Payroll rounding conventions

Different jurisdictions and employers round differently. Some round clock-ins to the nearest quarter-hour (7-minute rule: 0–7 minutes round down, 8–14 round up), others use tenth-hour rounding (every six minutes), and many modern systems bill to the exact minute. This calculator does not round — it returns the exact duration so you can apply your employer's or client's rounding rule consciously rather than inheriting whatever a spreadsheet decides. If your contract says "billed in 15-minute increments," take the decimal-hour result and round up to the next 0.25.

24-hour vs 12-hour formats

The tool uses 24-hour HH:MM input to eliminate AM/PM ambiguity — 7:00 is unambiguous as "morning" only with the AM suffix, and at shift-handover time that suffix is exactly where mistakes happen. If your source data is in 12-hour format, convert 1 PM through 11 PM by adding 12 (1 PM = 13:00, 11 PM = 23:00) and keep 12 AM as 00:00 and 12 PM as 12:00.

Edge cases and common mistakes

If the start and end time are equal, the duration is 0:00 — fine for a canceled appointment, suspicious for a logged shift. If the start is later than the end and you forget the midnight toggle, the tool returns a clear error rather than silently producing a negative number. If you're chaining calculations (shift + overtime + travel), do the arithmetic in minutes or decimal hours and convert back to HH:MM at the end — adding HH:MM values directly requires carrying the sixty-minute rollover manually, which is exactly the error the tool exists to prevent.

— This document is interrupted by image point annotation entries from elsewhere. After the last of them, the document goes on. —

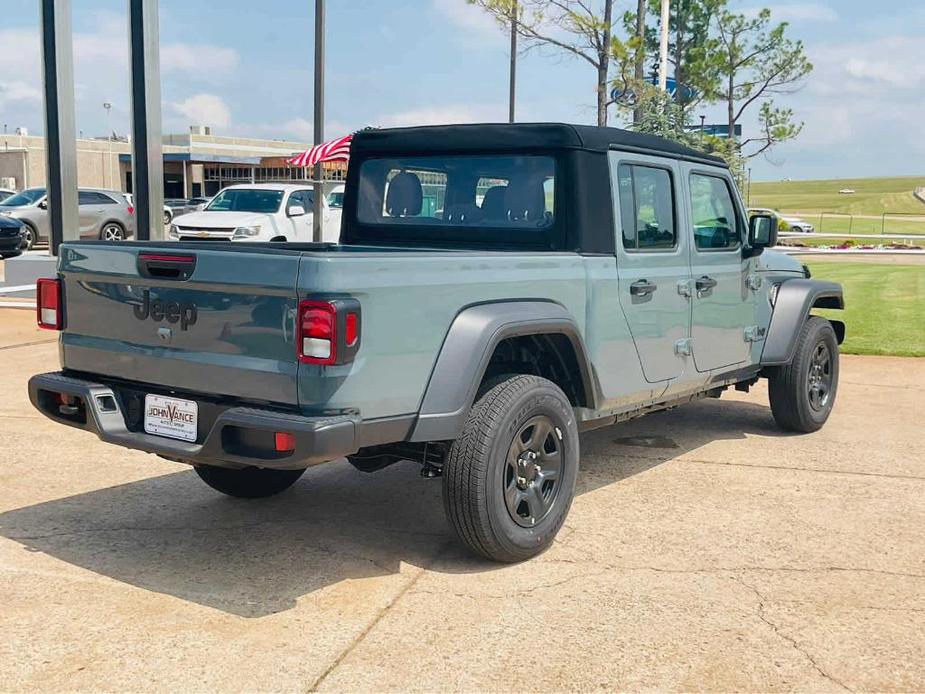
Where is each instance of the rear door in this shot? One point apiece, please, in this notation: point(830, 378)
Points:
point(652, 261)
point(722, 303)
point(218, 322)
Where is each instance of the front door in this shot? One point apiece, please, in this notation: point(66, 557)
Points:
point(722, 303)
point(652, 262)
point(89, 213)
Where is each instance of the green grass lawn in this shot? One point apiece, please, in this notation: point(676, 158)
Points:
point(872, 196)
point(884, 306)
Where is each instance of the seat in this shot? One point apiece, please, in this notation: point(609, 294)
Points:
point(405, 197)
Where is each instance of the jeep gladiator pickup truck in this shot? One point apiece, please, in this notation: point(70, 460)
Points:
point(496, 290)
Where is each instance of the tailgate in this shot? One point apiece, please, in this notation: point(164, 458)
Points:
point(204, 319)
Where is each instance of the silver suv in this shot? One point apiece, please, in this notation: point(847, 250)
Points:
point(102, 214)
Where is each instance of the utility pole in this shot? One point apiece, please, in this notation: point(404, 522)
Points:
point(640, 58)
point(318, 207)
point(512, 92)
point(663, 48)
point(108, 107)
point(147, 145)
point(60, 130)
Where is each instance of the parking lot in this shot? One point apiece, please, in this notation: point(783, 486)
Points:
point(706, 550)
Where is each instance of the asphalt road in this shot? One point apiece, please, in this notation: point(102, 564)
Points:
point(706, 550)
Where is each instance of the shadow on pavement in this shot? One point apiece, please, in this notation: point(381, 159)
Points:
point(171, 534)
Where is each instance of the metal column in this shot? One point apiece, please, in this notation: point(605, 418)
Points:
point(318, 212)
point(147, 156)
point(60, 134)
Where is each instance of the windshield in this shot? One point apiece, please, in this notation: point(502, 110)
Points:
point(27, 197)
point(246, 200)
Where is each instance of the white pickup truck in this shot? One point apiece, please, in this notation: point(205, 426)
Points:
point(258, 212)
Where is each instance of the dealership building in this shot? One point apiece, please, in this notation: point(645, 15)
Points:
point(196, 163)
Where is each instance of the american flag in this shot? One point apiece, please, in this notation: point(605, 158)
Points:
point(335, 150)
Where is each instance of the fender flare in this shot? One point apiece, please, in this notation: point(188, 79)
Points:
point(795, 299)
point(467, 350)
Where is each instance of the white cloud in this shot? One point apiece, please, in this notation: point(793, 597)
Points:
point(204, 109)
point(441, 115)
point(803, 12)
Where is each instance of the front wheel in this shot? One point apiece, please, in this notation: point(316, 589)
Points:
point(509, 479)
point(803, 392)
point(112, 232)
point(29, 238)
point(249, 482)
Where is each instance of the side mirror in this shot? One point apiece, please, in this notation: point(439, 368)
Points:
point(762, 233)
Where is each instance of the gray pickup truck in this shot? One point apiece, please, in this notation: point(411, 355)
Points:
point(497, 289)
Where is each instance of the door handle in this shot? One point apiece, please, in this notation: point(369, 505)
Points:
point(704, 283)
point(642, 288)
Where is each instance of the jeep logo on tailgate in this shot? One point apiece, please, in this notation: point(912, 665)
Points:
point(159, 310)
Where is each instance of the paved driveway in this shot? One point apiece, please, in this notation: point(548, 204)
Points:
point(706, 550)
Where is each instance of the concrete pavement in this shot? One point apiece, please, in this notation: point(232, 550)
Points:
point(706, 550)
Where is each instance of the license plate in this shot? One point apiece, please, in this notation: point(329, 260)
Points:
point(171, 417)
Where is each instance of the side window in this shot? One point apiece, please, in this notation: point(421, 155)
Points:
point(646, 208)
point(715, 222)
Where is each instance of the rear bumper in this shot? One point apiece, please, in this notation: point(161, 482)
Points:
point(233, 439)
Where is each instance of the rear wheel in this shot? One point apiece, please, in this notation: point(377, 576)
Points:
point(803, 392)
point(249, 482)
point(112, 231)
point(509, 479)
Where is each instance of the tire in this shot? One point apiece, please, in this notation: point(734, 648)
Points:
point(504, 506)
point(249, 482)
point(112, 231)
point(803, 392)
point(30, 238)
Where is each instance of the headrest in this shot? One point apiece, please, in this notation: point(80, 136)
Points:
point(493, 203)
point(525, 201)
point(405, 196)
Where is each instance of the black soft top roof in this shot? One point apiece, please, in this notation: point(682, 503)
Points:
point(518, 137)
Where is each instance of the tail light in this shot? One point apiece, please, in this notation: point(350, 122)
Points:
point(48, 304)
point(328, 332)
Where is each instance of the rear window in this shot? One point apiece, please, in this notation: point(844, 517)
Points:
point(246, 200)
point(459, 198)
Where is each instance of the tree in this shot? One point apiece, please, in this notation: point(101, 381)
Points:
point(582, 28)
point(757, 61)
point(691, 47)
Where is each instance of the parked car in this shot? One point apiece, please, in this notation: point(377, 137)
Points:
point(102, 214)
point(172, 207)
point(256, 212)
point(603, 275)
point(786, 222)
point(12, 237)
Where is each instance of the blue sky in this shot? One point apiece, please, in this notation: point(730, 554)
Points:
point(245, 68)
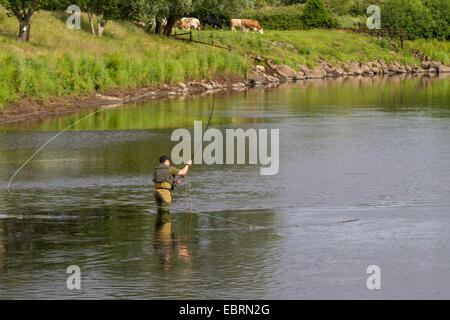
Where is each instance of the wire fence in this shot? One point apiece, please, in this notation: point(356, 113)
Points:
point(393, 33)
point(182, 37)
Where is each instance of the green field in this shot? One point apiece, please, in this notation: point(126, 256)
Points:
point(62, 62)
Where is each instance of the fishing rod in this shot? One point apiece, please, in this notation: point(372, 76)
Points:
point(122, 202)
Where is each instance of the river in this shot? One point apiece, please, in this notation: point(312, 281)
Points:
point(364, 179)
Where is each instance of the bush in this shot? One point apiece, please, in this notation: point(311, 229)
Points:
point(317, 16)
point(411, 15)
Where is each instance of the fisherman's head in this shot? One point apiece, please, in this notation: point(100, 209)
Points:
point(164, 160)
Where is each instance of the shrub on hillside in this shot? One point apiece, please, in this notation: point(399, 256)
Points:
point(411, 15)
point(316, 15)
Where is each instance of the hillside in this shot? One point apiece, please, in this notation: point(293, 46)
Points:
point(59, 62)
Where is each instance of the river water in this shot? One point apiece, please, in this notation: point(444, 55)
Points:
point(363, 180)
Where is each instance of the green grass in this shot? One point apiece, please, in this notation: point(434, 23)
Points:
point(61, 62)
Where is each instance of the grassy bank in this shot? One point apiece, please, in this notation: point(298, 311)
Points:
point(61, 62)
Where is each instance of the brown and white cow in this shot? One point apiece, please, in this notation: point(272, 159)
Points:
point(188, 23)
point(248, 24)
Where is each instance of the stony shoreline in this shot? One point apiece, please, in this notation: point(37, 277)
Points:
point(264, 73)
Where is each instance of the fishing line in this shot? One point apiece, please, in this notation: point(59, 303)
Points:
point(188, 183)
point(123, 202)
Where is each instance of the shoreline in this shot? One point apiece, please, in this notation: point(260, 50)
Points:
point(263, 74)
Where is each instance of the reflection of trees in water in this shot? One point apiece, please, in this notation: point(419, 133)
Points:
point(2, 247)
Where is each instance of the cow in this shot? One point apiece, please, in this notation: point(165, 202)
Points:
point(187, 23)
point(214, 22)
point(236, 23)
point(249, 24)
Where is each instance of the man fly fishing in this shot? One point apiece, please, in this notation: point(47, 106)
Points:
point(165, 179)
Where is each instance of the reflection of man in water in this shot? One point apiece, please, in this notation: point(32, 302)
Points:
point(165, 179)
point(165, 243)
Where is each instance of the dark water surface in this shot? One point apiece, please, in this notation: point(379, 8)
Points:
point(364, 180)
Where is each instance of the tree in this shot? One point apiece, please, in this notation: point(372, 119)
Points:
point(23, 10)
point(440, 11)
point(148, 11)
point(411, 15)
point(100, 12)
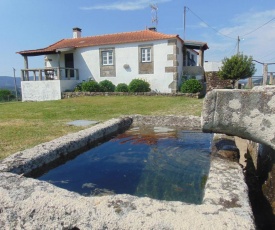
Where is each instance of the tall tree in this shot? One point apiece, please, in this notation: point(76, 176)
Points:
point(237, 67)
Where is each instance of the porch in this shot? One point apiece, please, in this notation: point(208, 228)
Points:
point(49, 73)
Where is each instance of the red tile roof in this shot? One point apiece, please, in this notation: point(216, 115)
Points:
point(101, 40)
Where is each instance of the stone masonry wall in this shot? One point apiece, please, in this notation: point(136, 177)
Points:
point(81, 94)
point(214, 82)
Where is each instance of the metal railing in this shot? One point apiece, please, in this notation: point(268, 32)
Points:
point(49, 73)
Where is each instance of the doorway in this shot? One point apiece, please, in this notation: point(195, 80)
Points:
point(69, 63)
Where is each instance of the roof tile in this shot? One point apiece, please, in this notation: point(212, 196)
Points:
point(102, 40)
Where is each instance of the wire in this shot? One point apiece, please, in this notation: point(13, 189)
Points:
point(209, 25)
point(258, 28)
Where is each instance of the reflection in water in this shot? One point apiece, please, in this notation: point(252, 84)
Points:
point(156, 162)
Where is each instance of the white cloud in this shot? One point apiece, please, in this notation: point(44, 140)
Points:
point(256, 37)
point(124, 6)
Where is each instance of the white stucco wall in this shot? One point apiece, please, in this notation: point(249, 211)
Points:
point(87, 61)
point(40, 90)
point(212, 66)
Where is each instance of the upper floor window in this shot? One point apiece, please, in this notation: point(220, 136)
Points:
point(107, 57)
point(145, 54)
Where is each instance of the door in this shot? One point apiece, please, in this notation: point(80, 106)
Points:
point(69, 63)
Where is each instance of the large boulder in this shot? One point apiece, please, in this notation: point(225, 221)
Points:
point(249, 114)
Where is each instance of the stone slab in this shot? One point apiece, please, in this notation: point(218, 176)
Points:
point(249, 114)
point(82, 123)
point(28, 203)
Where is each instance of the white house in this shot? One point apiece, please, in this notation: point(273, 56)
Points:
point(158, 58)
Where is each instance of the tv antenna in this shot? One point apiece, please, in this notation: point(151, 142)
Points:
point(154, 9)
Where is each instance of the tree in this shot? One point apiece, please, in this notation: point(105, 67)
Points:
point(237, 67)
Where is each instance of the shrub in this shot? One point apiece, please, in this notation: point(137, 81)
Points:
point(6, 95)
point(122, 87)
point(138, 85)
point(107, 86)
point(90, 86)
point(191, 86)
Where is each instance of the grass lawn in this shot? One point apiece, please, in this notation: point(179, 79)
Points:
point(26, 124)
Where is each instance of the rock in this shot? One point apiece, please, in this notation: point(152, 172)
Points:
point(225, 147)
point(249, 114)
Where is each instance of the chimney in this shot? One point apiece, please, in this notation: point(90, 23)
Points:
point(76, 32)
point(152, 29)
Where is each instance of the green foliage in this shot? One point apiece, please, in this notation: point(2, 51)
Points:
point(122, 87)
point(6, 95)
point(138, 85)
point(237, 67)
point(90, 86)
point(107, 86)
point(191, 86)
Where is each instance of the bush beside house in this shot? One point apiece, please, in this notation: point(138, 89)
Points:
point(191, 86)
point(136, 85)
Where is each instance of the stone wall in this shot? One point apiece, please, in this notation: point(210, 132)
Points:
point(82, 94)
point(27, 203)
point(214, 82)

Spreadsheet time math for comparison

Excel and Google Sheets store dates and times as fractions of a day, so =END-START between two time cells returns a fractional-day value. Formatting the result cell as [h]:mm (square brackets are critical — they tell the spreadsheet to allow durations over 24 hours) gives you HH:MM. Multiplying by 24 gives decimal hours; multiplying by 1440 gives total minutes. The tool gives you all three without the format-cell dance.

Where this fits in a time-tracking workflow

Use this calculator as a sanity-check when reconciling timesheet totals, when a Toggl or Harvest export needs a one-off manual entry, when a client asks "what did I bill you for on the 14th?", or when you need to convert between formats to paste into a payroll system that only accepts decimal hours. It pairs naturally with the Kordu Date Difference tool (for multi-day spans), the Stopwatch and Pomodoro Timer (for live tracking), the Timezone Converter (for cross-region meetings), and the Salary to Hourly Calculator (to turn tracked decimal hours into dollar amounts).

Privacy and data processing

Every calculation runs client-side in your browser using plain JavaScript. Kordu does not log, transmit, or store the times you enter, the durations you compute, or any other data. The tool works offline once the page has loaded and has no rate limits, signup walls, or third-party trackers reading your inputs.